This week, I took some time out from being a journalist and tried to be something new: an artist.
Art-A-Fair offers daily art workshops, so I decided to take a stab at one — oil painting with festival artist Richard D. Keyes.
I was looking forward to the Wednesday class, but at the same time I was apprehensive because the extent of my artistic ability is drawing stick figures, stars, Christmas trees and hearts. Even a simple landscape seemed daunting. Blending colors would be pushing it.
I showed up right on time at 10:30 a.m. Keyes was waiting.
Jaye Saha of Laguna Niguel sat beside me. She had some experience painting and seemed to understand the task ahead.
The last time I remembered painting was in kindergarten, and I'm pretty sure it involved using just my fingers.
Keyes, 81, has been at the Art-A-Fair for 21 years and started painting in 1957. Patient and full of knowledge, Keyes turned out to be a valuable ally as I embarked on my painting journey.
First, Keyes had us choose an image. He shared photographs he had taken of various beach scenes and a book of landscapes.
I chose a desert scene with palm trees. I trusted him when he told me it wouldn't be difficult. After some preliminary sketching, the paints were out.
I became obsessed with finishing and realized that while one talented young woman was spending the full two hours on clouds, I was already onto the foreground and figuring out how to touch up my palm trees.

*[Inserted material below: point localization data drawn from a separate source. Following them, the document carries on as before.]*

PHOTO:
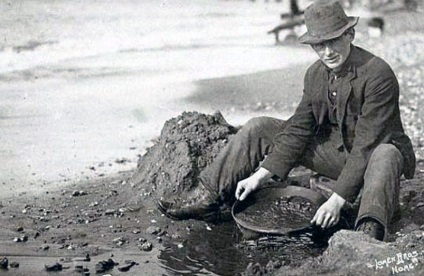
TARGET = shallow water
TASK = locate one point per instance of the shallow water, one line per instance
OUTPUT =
(85, 83)
(224, 251)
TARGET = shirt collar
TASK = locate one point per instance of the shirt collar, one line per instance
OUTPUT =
(347, 66)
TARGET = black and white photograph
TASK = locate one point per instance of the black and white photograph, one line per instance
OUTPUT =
(211, 137)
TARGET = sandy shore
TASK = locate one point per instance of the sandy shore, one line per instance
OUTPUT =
(92, 215)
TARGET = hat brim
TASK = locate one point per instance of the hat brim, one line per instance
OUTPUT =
(306, 38)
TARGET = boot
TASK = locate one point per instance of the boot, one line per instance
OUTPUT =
(372, 228)
(199, 204)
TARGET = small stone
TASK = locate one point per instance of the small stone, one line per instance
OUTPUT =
(103, 266)
(146, 246)
(79, 268)
(153, 230)
(4, 263)
(14, 264)
(79, 193)
(119, 241)
(53, 267)
(110, 212)
(127, 266)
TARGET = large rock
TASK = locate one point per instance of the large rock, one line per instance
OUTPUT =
(187, 144)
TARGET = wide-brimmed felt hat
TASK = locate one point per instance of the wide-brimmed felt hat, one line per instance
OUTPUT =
(326, 20)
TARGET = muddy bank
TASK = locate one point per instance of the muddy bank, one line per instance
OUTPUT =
(86, 224)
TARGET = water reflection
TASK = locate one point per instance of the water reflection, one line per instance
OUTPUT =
(223, 251)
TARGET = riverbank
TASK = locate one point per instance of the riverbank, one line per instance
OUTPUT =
(95, 216)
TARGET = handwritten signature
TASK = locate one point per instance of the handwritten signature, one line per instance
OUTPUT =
(401, 262)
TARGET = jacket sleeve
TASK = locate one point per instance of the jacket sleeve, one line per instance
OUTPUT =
(379, 109)
(290, 144)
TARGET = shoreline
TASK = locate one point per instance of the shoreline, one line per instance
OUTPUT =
(73, 226)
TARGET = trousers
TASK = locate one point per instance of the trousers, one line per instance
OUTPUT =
(379, 196)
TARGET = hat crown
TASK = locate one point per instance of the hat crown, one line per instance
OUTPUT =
(324, 18)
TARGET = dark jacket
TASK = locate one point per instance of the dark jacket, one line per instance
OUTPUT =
(368, 115)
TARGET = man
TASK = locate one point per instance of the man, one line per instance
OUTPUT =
(347, 127)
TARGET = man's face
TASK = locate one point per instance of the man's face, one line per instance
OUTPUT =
(333, 53)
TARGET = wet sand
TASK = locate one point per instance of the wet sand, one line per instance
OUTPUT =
(94, 223)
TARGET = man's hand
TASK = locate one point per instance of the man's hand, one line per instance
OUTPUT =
(248, 185)
(328, 214)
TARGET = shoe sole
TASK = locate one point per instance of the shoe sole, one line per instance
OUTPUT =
(219, 215)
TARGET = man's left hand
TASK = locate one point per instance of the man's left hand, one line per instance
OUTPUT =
(328, 214)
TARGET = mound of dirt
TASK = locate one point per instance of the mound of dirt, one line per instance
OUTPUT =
(187, 144)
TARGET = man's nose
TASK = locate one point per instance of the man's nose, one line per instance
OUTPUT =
(328, 49)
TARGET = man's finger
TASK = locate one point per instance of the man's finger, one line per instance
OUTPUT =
(239, 190)
(326, 220)
(244, 194)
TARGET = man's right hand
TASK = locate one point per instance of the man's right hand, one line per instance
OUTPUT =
(250, 184)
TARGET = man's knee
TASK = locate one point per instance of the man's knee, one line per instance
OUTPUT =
(386, 152)
(385, 157)
(256, 124)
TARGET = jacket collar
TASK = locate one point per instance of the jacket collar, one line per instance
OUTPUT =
(350, 67)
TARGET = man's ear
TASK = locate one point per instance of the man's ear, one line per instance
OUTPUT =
(351, 34)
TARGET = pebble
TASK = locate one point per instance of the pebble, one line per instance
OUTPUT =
(153, 230)
(14, 264)
(53, 267)
(110, 212)
(4, 263)
(103, 266)
(120, 241)
(127, 266)
(146, 246)
(78, 193)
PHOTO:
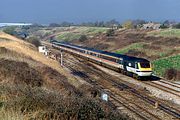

At first, my setting looked less like Palm Springs and more like some far-off planet. My sky was a strange combination of grays and peaches, the mountains were a vibrant shade of purple, and the ground was a hot fluorescent green.
Keyes looked at my painting and nicely suggested I might want to make the colors less "intense."
The former Long Beach City College art teacher sat down in my chair and showed me how to "fill in the blanks," so to speak. Instead of solely focusing on the bigger picture, I needed to think about the details.
He mixed various shades of paint with ease and showed me how to consider the distance and where the sun might hit the palm, shading the base.
I realized how a tendency of mine — to see a goal ahead and run toward it — had crept into a day of artistic relaxation. Without knowing it, Keyes and the class made me realize the importance of slowing down and taking my time.
Whether it's creating a new color or adding a detail, it's important to stop and pay attention to the small things.